BY MARK ITSIBOR, Abuja
Minister of finance, budget and national planning, Zainab Ahmed, has expressed concern over the spate of attacks on schools across the country, saying the country could lose over N32 billion yearly if schools remain unsafe for learning.
The finance minister also said Nigeria has a lot of economic gains from ensuring that the schools are safe.
“It will cost us at least 32 billion per annum if we don’t keep our schools safe. Some analysis has been done and there are some numbers that have been released as to what is the cost,” the minister said during a press briefing to mark the end of a government/private sector ‘Financing Safe School in Nigeria’ dialogue in Abuja yesterday.
“When you invest in securing a child and they acquire an education, for every $2 you invest in a child, you can get a GDP of up to $20,” the minister said.
She further stated that “with an estimated 13 million children currently out of school in the country, we sit on the precipice of a socio-economic disaster and a full education crisis if we do not act in a coordinated manner to stop the current wave of systematic attacks on the fundamental rights of our children to a safe learning environment”.
According to her, parents “are increasingly more nervous about sending their children, and particularly their young girls, to school, with some choosing to withdraw existing students. The time to act is now”.
There have been series of attacks on many schools in northern Nigeria, resulting in hostage taking of students and teachers by Boko Haram terrorists and armed bandits. Some students and teachers are currently in the custody of the bandits while some have been killed. The federal government said yesterday that it had taken steps to make the schools safe for learning and teaching; it opted to raise funds from development partners and the private sector to provide security in schools.
The Nigerian government said it had got commitments from subnational governments, development partners and the organized private sector to invest in education – to provide safe and secure environment for school children.
“We have seen very high level commitment from the private sector for the first time when we had the Chibok incident. There was a fund that was set up and the private sector actually contributed to this fund,” she said.
She said the private sector was willing to support government by adding their own resources to making our schools safe, just as the development partners had helped in the past and had committed again to continue to help.
As part of the commitment, she said governments in Nigeria had agreed to devote 15 to 20 per cent of their annual budget to education.
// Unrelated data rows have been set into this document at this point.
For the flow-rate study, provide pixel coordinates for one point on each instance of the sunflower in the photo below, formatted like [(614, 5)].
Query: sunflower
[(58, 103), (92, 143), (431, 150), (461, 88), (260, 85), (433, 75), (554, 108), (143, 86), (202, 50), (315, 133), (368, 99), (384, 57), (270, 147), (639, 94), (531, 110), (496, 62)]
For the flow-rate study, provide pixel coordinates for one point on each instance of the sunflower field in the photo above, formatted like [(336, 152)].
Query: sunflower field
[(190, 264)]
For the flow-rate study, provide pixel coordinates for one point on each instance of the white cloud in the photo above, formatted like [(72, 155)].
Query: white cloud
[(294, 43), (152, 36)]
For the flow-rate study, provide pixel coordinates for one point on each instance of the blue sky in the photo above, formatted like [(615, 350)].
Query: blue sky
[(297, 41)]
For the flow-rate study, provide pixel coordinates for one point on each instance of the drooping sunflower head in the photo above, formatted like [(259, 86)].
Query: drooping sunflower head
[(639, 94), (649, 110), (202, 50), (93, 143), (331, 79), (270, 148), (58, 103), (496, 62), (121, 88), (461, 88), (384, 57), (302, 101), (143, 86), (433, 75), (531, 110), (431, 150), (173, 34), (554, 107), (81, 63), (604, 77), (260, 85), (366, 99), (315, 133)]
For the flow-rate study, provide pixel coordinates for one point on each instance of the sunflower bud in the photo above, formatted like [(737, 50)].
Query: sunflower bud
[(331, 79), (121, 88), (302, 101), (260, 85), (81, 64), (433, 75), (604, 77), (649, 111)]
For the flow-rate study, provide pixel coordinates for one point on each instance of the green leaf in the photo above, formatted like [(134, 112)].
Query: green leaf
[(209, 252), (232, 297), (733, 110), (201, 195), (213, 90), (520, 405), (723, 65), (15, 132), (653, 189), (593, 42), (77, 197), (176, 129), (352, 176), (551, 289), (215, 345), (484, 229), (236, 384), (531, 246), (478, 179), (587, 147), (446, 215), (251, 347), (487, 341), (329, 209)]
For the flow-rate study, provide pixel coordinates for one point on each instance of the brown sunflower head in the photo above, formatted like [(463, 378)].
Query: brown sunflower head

According to Zainab Ahmed, “the chairman of the governor’s forum has made a commitment that each state will be budgeting at least 15 to 20 percent of their state budget for education and a good part of that will be for the safety of the schools.
Funding for the national plan on safe schools, the minister said, will ensure “that we will invest more in education to be able to provide our children the right type of education in the right, secure and safe environment because, indeed, investing in the education of our children is investing in the economy. That is why ministry of finance is leading this”.
She noted that in the next couple of days, the federal government will start “the development of a national plan that will have inputs from communities, school-based management committees, local governments and state governments to a national plan”.
This national plan, she said, “will chart the path of how we will make our schools safe”.
She added that the service chiefs had “committed to contributing to the work that we started today and also that they will make input as we put together this national plan because, at the end of the day, the funds that we have will also include funding for security operatives that will be supporting the security of the schools”.
Asked on what happened to the $10 million pledge for safe schools in 2014, Zainab Ahmed said “we will be looking at how much has been collected and how much was expended because it is going to inform us on what to do and what not to do”.
Four weeks after the kidnap of the Chibok girls in 2014, the Nigerian business community voted $10 million to make schools safe in Nigeria.
On that day, former British Prime Minister Gordon Brown stated that “there is a desperate need to assure Nigerians that school children are safe to go to school; as a result, the Nigerian business community has earmarked $10 million with a pilot of 500 schools”.
The initiative, he said, “wants parents and teachers to come up with what safety measures they need but government too should be involved.”
Most of the 500 pilot schools, he said, are from the North.